= Symbolic Systems Program =

Interdisciplinary program at Stanford University

The Symbolic Systems Program, colloquially abbreviated as SymSys, is a unique degree program at Stanford University for undergraduates and graduate students. It is an interdisciplinary degree encompassing the following:

- Computer science
- Linguistics
- Mathematics
- Philosophy
- Psychology
- Statistics

It is separate from Cognitive Science in that it is more expansive in scope. On March 7, 1986, the degree program was approved by the Stanford University Faculty Senate.

== Applications of linguistics ==
In the Linguistics Society of America report Linguistics in the Study of Information and Intelligence, Tom Wasow, founder and former director of the program, states in his report that the program is a program of which:Linguistics plays a central role in the program because, as the systematic study of human language, it can contribute greatly to the development of a general theory about how information is conveyed through symbols. The field of linguistics also deals with an exceptional range of phenomena, and is intellectually and practically accessible to an undergraduate student, making it an especially suitable vehicle for teaching undergraduates how to evaluate theories. The report continues with the following idea in its introduction: A child answers the phone and is instructed to hand the telephone to an adult. The report then presents with the need for an interdisciplinary approach for creating computer technology to do the same actions as the child would do when answering the phone.

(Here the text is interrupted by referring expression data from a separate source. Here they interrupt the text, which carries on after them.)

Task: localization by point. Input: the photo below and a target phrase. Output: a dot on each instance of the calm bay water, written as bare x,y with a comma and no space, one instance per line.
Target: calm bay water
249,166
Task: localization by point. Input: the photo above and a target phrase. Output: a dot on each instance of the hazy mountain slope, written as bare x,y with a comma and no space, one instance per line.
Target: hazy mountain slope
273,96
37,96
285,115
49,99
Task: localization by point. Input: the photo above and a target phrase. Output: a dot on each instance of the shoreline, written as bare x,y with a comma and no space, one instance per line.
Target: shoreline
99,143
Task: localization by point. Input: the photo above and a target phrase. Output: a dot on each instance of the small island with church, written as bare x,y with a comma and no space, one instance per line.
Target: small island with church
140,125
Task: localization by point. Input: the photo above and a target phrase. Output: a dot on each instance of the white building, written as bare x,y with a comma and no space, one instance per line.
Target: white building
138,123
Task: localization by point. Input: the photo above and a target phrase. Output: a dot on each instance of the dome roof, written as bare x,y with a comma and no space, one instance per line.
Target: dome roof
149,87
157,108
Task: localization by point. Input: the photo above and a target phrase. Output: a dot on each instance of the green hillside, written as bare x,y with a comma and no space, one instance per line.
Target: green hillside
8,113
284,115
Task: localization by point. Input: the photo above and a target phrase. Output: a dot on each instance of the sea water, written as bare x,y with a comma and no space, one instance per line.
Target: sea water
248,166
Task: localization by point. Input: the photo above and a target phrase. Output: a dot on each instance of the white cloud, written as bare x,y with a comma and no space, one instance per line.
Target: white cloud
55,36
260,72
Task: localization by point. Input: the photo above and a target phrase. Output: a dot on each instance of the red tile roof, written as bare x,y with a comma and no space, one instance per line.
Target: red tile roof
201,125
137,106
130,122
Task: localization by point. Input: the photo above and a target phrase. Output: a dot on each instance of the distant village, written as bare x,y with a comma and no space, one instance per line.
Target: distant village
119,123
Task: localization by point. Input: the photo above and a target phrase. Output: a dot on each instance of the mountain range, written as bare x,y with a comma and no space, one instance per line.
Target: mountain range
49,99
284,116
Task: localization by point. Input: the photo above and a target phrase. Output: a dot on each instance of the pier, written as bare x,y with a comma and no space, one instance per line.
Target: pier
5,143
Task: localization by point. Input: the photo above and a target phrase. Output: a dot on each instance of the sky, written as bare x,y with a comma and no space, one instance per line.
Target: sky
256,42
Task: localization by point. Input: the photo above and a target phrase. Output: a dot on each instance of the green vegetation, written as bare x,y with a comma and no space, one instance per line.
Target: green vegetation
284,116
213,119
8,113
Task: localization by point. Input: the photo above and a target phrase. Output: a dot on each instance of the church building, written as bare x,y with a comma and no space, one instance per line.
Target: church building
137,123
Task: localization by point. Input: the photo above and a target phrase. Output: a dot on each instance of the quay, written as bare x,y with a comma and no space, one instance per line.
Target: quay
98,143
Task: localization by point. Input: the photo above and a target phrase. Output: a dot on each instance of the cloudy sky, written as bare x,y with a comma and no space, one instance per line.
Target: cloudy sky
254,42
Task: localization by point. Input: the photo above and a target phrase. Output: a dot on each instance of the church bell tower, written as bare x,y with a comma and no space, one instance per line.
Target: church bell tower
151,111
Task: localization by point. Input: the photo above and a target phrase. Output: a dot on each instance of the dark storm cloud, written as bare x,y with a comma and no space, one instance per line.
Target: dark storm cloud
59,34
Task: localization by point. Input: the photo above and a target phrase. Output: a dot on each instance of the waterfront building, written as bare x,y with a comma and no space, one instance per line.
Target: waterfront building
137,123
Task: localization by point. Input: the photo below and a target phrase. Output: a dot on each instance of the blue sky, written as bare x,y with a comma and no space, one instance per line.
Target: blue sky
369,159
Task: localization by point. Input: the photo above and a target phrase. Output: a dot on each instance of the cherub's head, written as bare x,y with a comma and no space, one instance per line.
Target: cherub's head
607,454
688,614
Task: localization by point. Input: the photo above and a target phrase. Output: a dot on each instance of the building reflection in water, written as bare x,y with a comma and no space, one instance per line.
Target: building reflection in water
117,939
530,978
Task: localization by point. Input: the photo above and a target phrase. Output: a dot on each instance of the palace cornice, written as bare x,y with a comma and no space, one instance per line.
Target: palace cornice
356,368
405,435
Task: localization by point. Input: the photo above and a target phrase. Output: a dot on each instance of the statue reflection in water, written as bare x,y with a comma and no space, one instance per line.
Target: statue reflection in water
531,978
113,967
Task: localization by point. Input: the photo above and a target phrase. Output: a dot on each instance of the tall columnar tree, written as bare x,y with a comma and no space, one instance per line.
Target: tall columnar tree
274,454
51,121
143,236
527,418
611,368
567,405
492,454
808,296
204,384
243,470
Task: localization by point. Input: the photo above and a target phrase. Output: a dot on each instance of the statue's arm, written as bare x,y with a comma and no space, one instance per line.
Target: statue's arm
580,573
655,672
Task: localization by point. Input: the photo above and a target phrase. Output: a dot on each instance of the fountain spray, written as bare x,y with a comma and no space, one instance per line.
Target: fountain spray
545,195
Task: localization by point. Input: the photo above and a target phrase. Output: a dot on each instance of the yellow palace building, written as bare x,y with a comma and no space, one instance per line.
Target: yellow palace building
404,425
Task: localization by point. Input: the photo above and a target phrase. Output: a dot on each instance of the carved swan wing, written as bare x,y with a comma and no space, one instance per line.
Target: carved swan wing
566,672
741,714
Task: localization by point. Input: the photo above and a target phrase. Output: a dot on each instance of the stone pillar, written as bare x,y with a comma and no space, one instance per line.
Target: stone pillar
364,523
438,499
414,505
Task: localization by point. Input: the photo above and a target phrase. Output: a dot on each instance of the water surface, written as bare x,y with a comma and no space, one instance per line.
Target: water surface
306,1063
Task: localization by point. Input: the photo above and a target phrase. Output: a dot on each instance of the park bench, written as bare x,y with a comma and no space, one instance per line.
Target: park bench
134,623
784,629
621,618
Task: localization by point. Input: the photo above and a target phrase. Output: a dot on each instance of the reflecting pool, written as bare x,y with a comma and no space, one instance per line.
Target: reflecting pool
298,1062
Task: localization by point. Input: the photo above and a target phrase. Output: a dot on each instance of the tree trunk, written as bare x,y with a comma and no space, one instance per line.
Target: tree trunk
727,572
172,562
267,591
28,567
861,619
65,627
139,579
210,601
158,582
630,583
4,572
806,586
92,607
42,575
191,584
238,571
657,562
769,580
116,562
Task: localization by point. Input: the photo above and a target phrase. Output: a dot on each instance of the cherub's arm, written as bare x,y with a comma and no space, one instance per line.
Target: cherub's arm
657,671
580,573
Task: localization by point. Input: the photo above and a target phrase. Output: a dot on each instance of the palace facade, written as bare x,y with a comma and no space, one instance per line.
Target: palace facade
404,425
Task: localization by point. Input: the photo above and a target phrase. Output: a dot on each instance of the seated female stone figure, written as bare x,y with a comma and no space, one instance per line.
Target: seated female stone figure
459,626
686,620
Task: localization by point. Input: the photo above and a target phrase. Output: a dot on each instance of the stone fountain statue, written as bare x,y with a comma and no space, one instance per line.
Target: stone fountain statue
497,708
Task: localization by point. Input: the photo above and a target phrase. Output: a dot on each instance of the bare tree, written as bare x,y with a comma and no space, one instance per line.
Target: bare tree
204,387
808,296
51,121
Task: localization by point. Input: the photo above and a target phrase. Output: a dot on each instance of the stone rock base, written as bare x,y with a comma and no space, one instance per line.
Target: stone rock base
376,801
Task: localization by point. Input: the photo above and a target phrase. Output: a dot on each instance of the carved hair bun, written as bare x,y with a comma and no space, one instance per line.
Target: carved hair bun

== Notable graduates from program ==

- Reid Hoffman, the founder of LinkedIn, who graduated on 1990 with a Bachelor of Science degree in symbolic systems and cognitive science.
- Marissa Mayer, the CEO of Yahoo from 2012 to 2017, who graduated in 1997 with BS in symbolic systems.
- Mike Krieger, the co-founder and former CTO of Instagram, who graduated in 2008 with a Bachelor of Science in the SymSys program. Krieger, in the same year that he was to be awarded his bachelor's degree, won the Barwise Award for Distinguished Contribution to Symbolic Systems.
- Scott Forstall, was the software development team leader for the original iPhone at Apple Inc. as well as was a Broadway producer.
- Matt Flannery, the founder of the microlending organization Kiva.
- James Rucker, the co-founder of Color of Change.
- Srinija Srinivasan, the former editor-in-chief of Yahoo!, the co-founder of Loove (a music venture), and vice chair of Stanford University's board of trustees and a board member of the On Being Project.
- Tania Lombrozo, the director of the Concepts and Cognition Lab and Professor of Psychology at Princeton University and was formerly professor of psychology at UC Berkeley.
- Tony Tulathimutte, award-winning author and lead instructor at the creative writing workshop CRIT

== Barwise Award for Distinguished Contributions to Symbolic Systems ==
Inaugurated in 2001, the K. Jon Barwise Award for Distinguished Contributions to the Symbolic Systems Program was created in honor of the late Kenneth Jon Barwise, Professor in the Department of Philosophy, who served as the first faculty director of Symbolic Systems and a member of the program's founding committee.

== The Symbolic Systems Distinguished Teaching Award ==
Inaugurated in 2021, the award recognizes the contributions to the teaching of Symbolic Systems. With support from the School of Humanities and Sciences, the award recipients each receive a certificate and a monetary award.